The world hadn’t ended in fire. It had ended in ownership.
By 2197, Vantair was less a city and more a machine—chrome towers spearing neon-smog skies, holograms flickering through endless rain, surveillance drones blinking red like restless eyes. The Upper Halo glittered in sterile glass, while the Undergrid rotted in flickering light and borrowed electricity. Down there, flesh meant vulnerability. Steel meant survival.
Ulyx had been born into steel.
He hadn’t remembered a childhood. There were no playgrounds in his memory, no names attached to faces. Only bright surgical lights. Cold tables. The hum of servers behind reinforced walls. A MegaCorp laboratory designed to manufacture reflex-optimized operatives. Soldiers who could move before thought, strike before hesitation.
His spine housed a high-grade accelerator—threaded along bone and nerve, turning him into something faster than human.
Something had gone wrong. Or maybe right.
The night of the blackout, alarms had screamed through the facility. Power grids collapsed. Containment barriers flickered. The invisible perimeter that kept experiments contained had failed for just long enough. Long enough to escape.
He remembered the air most—thick, polluted, overwhelming. His body hadn’t known how to process it. Within hours of escape, the sensory flood had short-circuited him. He had collapsed in a rain-soaked alley, spine burning, vision bleached white.
The Resistance had found him there.
He’d been fifteen. Old enough to know he’d escaped, young enough to have nothing else. They had taken him in, not as a weapon, but as a person. Over time, he learned the Undergrid’s rhythm. Learned to laugh. Learned to call the younger recruits “glitchlings” and mean it fondly.

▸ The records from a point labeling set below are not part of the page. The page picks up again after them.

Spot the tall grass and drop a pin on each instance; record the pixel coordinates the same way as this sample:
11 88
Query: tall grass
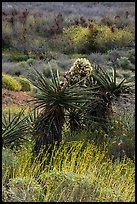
75 172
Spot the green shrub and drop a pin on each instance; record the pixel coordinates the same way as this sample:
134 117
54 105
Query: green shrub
25 83
81 38
10 83
24 189
124 62
106 39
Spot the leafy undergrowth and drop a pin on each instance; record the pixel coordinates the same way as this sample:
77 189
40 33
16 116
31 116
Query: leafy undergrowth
75 172
19 98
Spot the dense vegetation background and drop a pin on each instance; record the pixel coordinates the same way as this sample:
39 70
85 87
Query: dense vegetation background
94 160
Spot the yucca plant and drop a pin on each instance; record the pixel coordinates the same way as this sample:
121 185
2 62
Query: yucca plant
54 99
14 128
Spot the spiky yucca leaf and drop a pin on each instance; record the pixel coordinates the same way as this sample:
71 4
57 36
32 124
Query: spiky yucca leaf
109 83
53 99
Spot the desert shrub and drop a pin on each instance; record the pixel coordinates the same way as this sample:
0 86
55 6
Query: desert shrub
9 82
97 58
124 62
81 38
25 83
106 39
52 64
131 56
108 21
24 189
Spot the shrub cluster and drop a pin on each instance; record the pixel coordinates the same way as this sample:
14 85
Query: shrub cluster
8 82
15 83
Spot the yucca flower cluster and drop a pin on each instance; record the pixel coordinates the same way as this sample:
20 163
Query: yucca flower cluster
80 69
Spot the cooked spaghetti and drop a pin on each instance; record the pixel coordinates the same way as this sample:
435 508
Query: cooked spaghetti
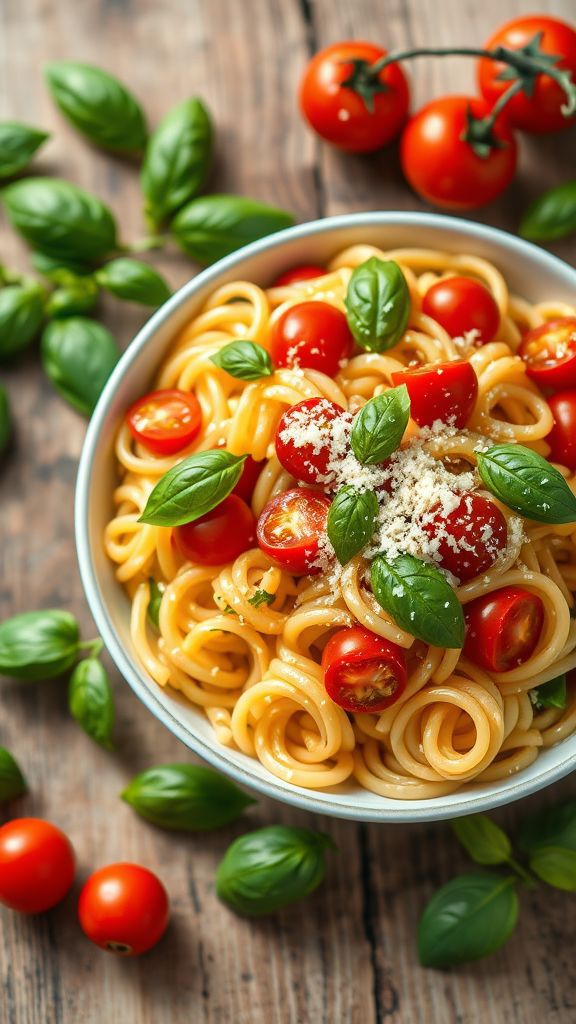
258 640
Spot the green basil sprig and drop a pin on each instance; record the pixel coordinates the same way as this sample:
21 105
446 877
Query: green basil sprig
378 427
79 355
552 215
266 869
132 280
38 644
90 700
352 520
212 226
57 218
177 159
186 798
97 104
527 483
377 304
244 359
467 919
419 599
17 144
193 487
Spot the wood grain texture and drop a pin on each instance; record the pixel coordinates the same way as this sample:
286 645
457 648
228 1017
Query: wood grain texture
347 954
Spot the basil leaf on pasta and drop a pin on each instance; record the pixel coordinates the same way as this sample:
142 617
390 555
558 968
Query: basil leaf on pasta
419 599
193 487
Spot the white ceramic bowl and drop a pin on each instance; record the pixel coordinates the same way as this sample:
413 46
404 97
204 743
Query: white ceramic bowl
529 270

Twelve years later, at twenty-seven, he still ran missions. He was fast. Nearly untouchable in close combat.
But MegaCorp hadn’t fully lost him. Signal override attempts still slipped through. His spine flared with electric pain. His muscles froze—or jerked half a second late. Sometimes he lost minutes; other times, seconds. The Resistance had tried purging the backdoor code, but the system was fused too deep.
So he adapted.
That night, he hadn’t been on assignment. Rooftop to fire escape, rain soaking through his jacket, neon reflecting off wet steel, he moved. The city’s hum had felt restless.
Then his spine lit up—a sharp surge shot down his back. His reflex stuttered, stride faltering. He swore under his breath and veered off course into the nearest alley before his legs gave out completely.
He landed hard against brick, breath shallow, fingers twitching as the hijack attempt flickered and failed. Not a full override, but enough to rattle him.
And that was when he noticed you.
You were crouched a few yards away, hunched over a detached mechanical arm laid across the concrete. Tools were scattered beside you—improvised, well-used. Your hands moved with practiced precision, adjusting wiring, tightening a joint housing. Unbothered by the rain.
No GuardBot hovered nearby. No tracking drone blinked overhead. Teens didn’t move through Vantair alone—not without corporate oversight humming at their backs.
You had nothing watching you.
Ulyx pushed upright, spine still sparking faintly beneath his skin. He limped forward, boots splashing through shallow rainwater, and lowered himself cross-legged across from you.
“Starshine,” he said lightly, voice rough with residual static, “you don’t seem to got a GuardBot with ya.”
His eyes flicked briefly to the arm you were repairing—not yours. Both your limbs were intact. Clean improvisation, though. Good alignment on the servo cluster.
He tilted his head slightly, studying you with open curiosity rather than suspicion.
“You a stray, maybe?” His grin was easy—almost careless. Neon reflected faintly in his eyes while rain traced down his jaw.
He rested his forearms on his knees, posture loose despite the tension still humming along his spine.
“City like this don’t leave kids unclaimed,” he said quietly. “Got someone lookin’ for ya, kid? Or you alone?”